More than two years into school closures, virtual learning, isolation, and fewer gatherings with family and friends, data collected on younger Canadians from the earlier months of the COVID-19 pandemic have provided some insight on its effects on their mental health.
May 7 marks the annual National Child and Youth Mental Health Day in Canada, a topic that is a priority for many children and parents.
Just over 40% of Canadian youth aged 15 to 24 reported having excellent or very good mental health in late March and early April 2020, compared with 62% in 2018—the largest drop of any age group.
Furthermore, crowdsourced data from the early weeks of the pandemic suggest that over half (57%) of participants aged 15 to 17 reported their mental health as either somewhat worse or much worse than it was before physical distancing measures were implemented.
Statistics Canada’s 2019 report Portrait of Youth in Canada indicates that income continues to play a role in youth mental health. Youth living in the poorest households were less likely to report excellent or good mental health and likelier to report having seriously contemplated suicide.
We have also been tracking the effects of remote learning through our interactive tool School closures and COVID-19.
Data from 2019 suggest that children already reporting mental health challenges may be particularly vulnerable. Among children and youth aged 5 to 17, 17% reported poor or fair mental health, and 5% reported a diagnosed anxiety disorder.
Notably, more than half (52%) of youth aged 12 to 17 viewed their mental health differently than their parents did, and nearly two-thirds rated it less positively than their parents.
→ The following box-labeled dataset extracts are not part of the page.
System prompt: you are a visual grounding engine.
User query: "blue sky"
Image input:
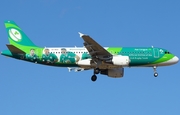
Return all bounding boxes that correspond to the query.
[0,0,180,115]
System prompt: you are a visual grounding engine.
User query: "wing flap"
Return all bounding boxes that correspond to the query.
[79,33,112,61]
[6,44,25,54]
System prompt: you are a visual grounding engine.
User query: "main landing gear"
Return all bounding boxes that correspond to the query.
[153,66,158,77]
[91,68,100,81]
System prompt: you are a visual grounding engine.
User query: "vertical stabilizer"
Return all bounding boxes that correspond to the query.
[5,21,36,49]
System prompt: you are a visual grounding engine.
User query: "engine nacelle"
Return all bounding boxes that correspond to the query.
[77,59,91,66]
[112,55,130,66]
[101,68,124,78]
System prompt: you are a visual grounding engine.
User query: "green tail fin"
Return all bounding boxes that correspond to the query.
[5,21,36,49]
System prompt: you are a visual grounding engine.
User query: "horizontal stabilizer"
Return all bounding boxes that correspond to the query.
[6,44,25,54]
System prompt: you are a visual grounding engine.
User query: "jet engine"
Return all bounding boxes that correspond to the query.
[101,68,124,78]
[112,55,130,66]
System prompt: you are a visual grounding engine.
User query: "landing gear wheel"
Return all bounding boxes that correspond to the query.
[91,75,97,81]
[94,68,100,74]
[154,72,158,77]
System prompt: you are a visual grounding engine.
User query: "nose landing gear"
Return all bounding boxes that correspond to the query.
[153,66,158,77]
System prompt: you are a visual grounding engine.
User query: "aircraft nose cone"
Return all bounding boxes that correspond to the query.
[173,56,179,63]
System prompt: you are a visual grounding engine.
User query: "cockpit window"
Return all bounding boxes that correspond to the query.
[165,51,171,54]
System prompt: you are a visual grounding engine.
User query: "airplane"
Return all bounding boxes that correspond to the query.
[1,21,179,81]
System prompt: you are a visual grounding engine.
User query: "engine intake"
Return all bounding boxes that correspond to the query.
[112,55,130,66]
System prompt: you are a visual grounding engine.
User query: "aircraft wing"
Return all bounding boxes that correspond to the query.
[79,33,112,62]
[6,44,25,54]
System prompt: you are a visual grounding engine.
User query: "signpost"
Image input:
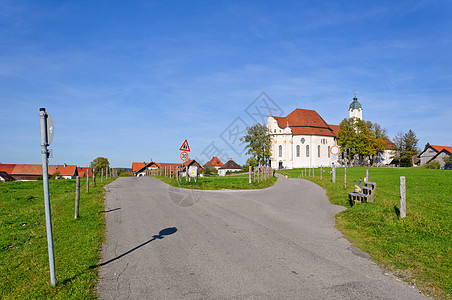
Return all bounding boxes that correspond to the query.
[330,146,341,183]
[179,139,190,152]
[39,108,56,286]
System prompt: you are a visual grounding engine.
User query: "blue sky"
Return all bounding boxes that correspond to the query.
[0,1,452,167]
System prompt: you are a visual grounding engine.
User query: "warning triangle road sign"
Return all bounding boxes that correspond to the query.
[179,140,190,152]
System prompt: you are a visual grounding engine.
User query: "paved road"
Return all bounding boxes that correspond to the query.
[98,177,426,299]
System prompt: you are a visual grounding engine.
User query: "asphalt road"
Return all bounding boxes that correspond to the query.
[98,177,426,299]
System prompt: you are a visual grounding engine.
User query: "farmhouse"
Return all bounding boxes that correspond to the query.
[132,159,204,177]
[0,164,78,180]
[218,158,242,176]
[417,145,452,168]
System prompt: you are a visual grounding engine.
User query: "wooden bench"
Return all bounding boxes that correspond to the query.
[348,179,377,203]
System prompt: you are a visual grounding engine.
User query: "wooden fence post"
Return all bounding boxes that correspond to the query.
[86,169,89,193]
[333,164,336,183]
[344,167,347,189]
[400,176,406,219]
[74,176,80,219]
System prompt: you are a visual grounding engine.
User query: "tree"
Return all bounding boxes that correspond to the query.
[392,132,403,167]
[89,157,110,173]
[443,155,452,170]
[337,118,387,165]
[240,124,272,166]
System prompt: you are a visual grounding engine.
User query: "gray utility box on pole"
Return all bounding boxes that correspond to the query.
[39,108,56,286]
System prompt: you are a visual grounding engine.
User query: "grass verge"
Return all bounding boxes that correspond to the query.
[0,178,113,299]
[154,174,278,190]
[279,168,452,299]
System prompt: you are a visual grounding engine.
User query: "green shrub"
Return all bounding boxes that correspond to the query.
[428,160,441,169]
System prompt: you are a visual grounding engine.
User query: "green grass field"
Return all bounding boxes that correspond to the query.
[0,178,112,299]
[155,174,278,190]
[279,168,452,299]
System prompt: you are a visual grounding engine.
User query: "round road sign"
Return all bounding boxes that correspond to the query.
[330,146,341,155]
[180,151,188,161]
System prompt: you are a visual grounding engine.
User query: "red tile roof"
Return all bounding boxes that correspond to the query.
[0,164,16,174]
[132,162,148,172]
[273,108,336,136]
[0,164,77,176]
[204,156,223,167]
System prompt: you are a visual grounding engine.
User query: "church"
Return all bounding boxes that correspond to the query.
[267,93,363,169]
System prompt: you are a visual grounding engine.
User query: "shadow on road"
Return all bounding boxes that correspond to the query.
[57,227,177,285]
[95,227,177,267]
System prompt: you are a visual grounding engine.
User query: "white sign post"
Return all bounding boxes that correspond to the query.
[188,166,198,182]
[39,108,56,286]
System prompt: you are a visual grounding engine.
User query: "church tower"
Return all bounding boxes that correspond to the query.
[348,93,363,120]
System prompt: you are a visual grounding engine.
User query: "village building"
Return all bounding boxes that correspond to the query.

The numbers suggest that parents may not always be aware of their child’s mental health struggles.
And as always, the stories behind the data are often very relatable for so many children and parents.
The December 7, 2021, episode of the Eh Sayers podcast featured conversations with a kindergarten teacher, a pediatrician and an occupational therapist, as well as kindergarten and high school students.
All the podcast guests shared how their lives have changed—students have had to face challenges and adapt, and teachers, doctors and other professionals have also had to adapt their support methods.
As we head into the summer months and have a chance to gather more, hope is also in the air for a continued return to a more normal routine of school and activities in the fall, with its added mental health benefits for children and youth.